Dos veces me han hecho esta pregunta. Dos veces no he sabido responder. Vamos por la tercera.
Marta finalmente construyó su casa en Ancón, al norte de Lima: un par de piezas, un baño y un patio. En realidad, un anhelado patio trasero de arena donde plantar algo y un par de piezas blancas con baño. «Ahora tengo donde caerme muerta». Flores, regar todos los días, bailar con los amigos en vacaciones, mantener reunidos a sus dos hijos que bordean los 30 (para arriba y para abajo); hijos que dejó adolescentes en Perú para viajar a Chile.
«Ahora sé dónde caeré muerta». Marta comenzó a trabajar a los 8 años en Lima.
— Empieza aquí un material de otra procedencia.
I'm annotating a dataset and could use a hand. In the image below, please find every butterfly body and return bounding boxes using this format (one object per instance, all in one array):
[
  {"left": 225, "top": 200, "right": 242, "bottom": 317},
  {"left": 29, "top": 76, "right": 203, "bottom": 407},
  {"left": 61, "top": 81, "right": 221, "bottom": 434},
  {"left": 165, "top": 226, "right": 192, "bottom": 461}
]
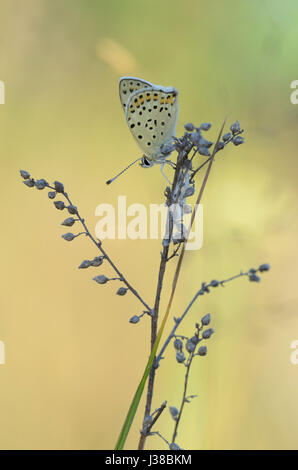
[{"left": 119, "top": 77, "right": 178, "bottom": 168}]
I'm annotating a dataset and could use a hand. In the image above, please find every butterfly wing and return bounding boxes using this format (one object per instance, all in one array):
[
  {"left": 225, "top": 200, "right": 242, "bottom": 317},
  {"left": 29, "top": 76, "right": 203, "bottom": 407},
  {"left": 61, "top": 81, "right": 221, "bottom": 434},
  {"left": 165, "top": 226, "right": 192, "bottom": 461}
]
[
  {"left": 125, "top": 85, "right": 178, "bottom": 160},
  {"left": 119, "top": 77, "right": 153, "bottom": 112}
]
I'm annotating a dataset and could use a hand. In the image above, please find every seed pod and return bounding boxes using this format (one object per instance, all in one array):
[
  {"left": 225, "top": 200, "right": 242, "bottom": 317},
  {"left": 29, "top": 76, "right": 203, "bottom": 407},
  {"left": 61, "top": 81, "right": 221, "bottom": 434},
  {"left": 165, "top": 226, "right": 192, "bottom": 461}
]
[
  {"left": 170, "top": 442, "right": 182, "bottom": 450},
  {"left": 200, "top": 122, "right": 211, "bottom": 131},
  {"left": 93, "top": 274, "right": 109, "bottom": 284},
  {"left": 201, "top": 313, "right": 211, "bottom": 326},
  {"left": 190, "top": 335, "right": 200, "bottom": 345},
  {"left": 184, "top": 122, "right": 195, "bottom": 132},
  {"left": 176, "top": 351, "right": 185, "bottom": 364},
  {"left": 185, "top": 339, "right": 196, "bottom": 353},
  {"left": 54, "top": 181, "right": 64, "bottom": 193},
  {"left": 202, "top": 328, "right": 214, "bottom": 339},
  {"left": 67, "top": 204, "right": 78, "bottom": 214},
  {"left": 232, "top": 135, "right": 244, "bottom": 147},
  {"left": 183, "top": 186, "right": 195, "bottom": 197},
  {"left": 198, "top": 145, "right": 210, "bottom": 157},
  {"left": 54, "top": 201, "right": 65, "bottom": 211},
  {"left": 91, "top": 256, "right": 103, "bottom": 267},
  {"left": 116, "top": 287, "right": 128, "bottom": 295},
  {"left": 23, "top": 178, "right": 35, "bottom": 188},
  {"left": 61, "top": 217, "right": 76, "bottom": 227},
  {"left": 230, "top": 121, "right": 241, "bottom": 134},
  {"left": 169, "top": 406, "right": 179, "bottom": 421},
  {"left": 259, "top": 263, "right": 270, "bottom": 273},
  {"left": 129, "top": 315, "right": 140, "bottom": 323},
  {"left": 198, "top": 346, "right": 207, "bottom": 356},
  {"left": 143, "top": 415, "right": 153, "bottom": 428}
]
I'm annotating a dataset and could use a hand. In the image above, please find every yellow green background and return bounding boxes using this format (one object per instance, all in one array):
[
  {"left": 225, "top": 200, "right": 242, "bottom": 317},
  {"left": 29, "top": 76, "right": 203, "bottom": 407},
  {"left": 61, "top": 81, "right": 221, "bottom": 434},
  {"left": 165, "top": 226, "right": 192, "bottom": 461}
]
[{"left": 0, "top": 0, "right": 298, "bottom": 449}]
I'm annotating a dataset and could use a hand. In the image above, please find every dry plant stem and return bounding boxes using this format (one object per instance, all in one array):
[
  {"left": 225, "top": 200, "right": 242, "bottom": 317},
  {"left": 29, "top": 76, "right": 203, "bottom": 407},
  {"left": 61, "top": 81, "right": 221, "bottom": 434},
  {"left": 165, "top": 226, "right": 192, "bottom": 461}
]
[
  {"left": 155, "top": 271, "right": 253, "bottom": 368},
  {"left": 172, "top": 353, "right": 194, "bottom": 442},
  {"left": 138, "top": 121, "right": 225, "bottom": 450},
  {"left": 59, "top": 185, "right": 151, "bottom": 312},
  {"left": 138, "top": 141, "right": 193, "bottom": 450}
]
Bajó desde Cusco, no hablaba castellano. Su madre en la sierra aún no lo habla, no es necesario. Sus historias parecen sacadas de un poema de César Vallejo: «… la cena miserable, el llanto, el hambre.»
El Beno construyó su casa gracias en parte a los restos de otras construcciones que le tocó desarmar. Hace diez años, cuando él tenía 52, compró en Vilches Alto al interior de Talca, un sitio de 2.000 m2 por $4.000.000. Junto a su casa que se expande año tras año, tiene una huerta y una cancha de rayuela bajo los árboles, donde se reúne con sus amigos —los pocos que van quedando en Vilches— todos los domingos. A ellos les vende cerveza almacenada en un freezer blanco, nuevo y grande, instalado cerca del televisor aplanado frente a su sillón. El Beno es amigo de Marta. Ella le envidia su huerta y una acequia llena de agua que pasa detrás de su casa. Envidia sus flores; la rayuela la tiene sin cuidado.
Existe una foto muy conocida tomada en 1919 por Martín Gusinde. Muestra la misión salesiana del padre Zenone en territorio selknam, donde se ve un grupo de «chozas modernas» (así las narra el pie de foto); pequeños volúmenes blancos bien construidos, dos ventanas y una puerta central flotan montados en pequeños pilotes sin tocar el suelo húmedo, sobre una pampa llena de troncos talados, color plata, dispersos. A una distancia respetuosa, chozas selknam acompañan las chozas modernas. Son artefactos complejos, una especie de túmulo de palos, cueros y cortezas con interiores en penumbra. Parecen pequeñas erupciones en esa pampa erosionada, una extensión natural del suelo. Se comenta que los nativos sometidos en la reducción salesiana prefirieron habitar en sus chozas de cueros y reservar las chozas modernas para criar en ellas sus animales domésticos. Como nos han explicado, cuando dos personas dicen blanco no dicen la misma cosa. Los salesianos trataron de indexar esas almas salvajes a la planilla universal de redimidos en casas higienizadas (dignas). Los selknam murieron enfermos o asesinados como animales a escopetazos. Esas almas disfrazadas a la usanza occidental fueron allegadas sin opción a una civilización que no pudo entender sus costas de orillas confusas, llenas de nombres y murmullos, y su tiempo nómade, orillando en la baja marea, como lo describe una famosa fotografía de Furlong [1], justo donde el continente se hace imprevisible. Tampoco resistió la tentación de usar una tierra disponible sin cercos.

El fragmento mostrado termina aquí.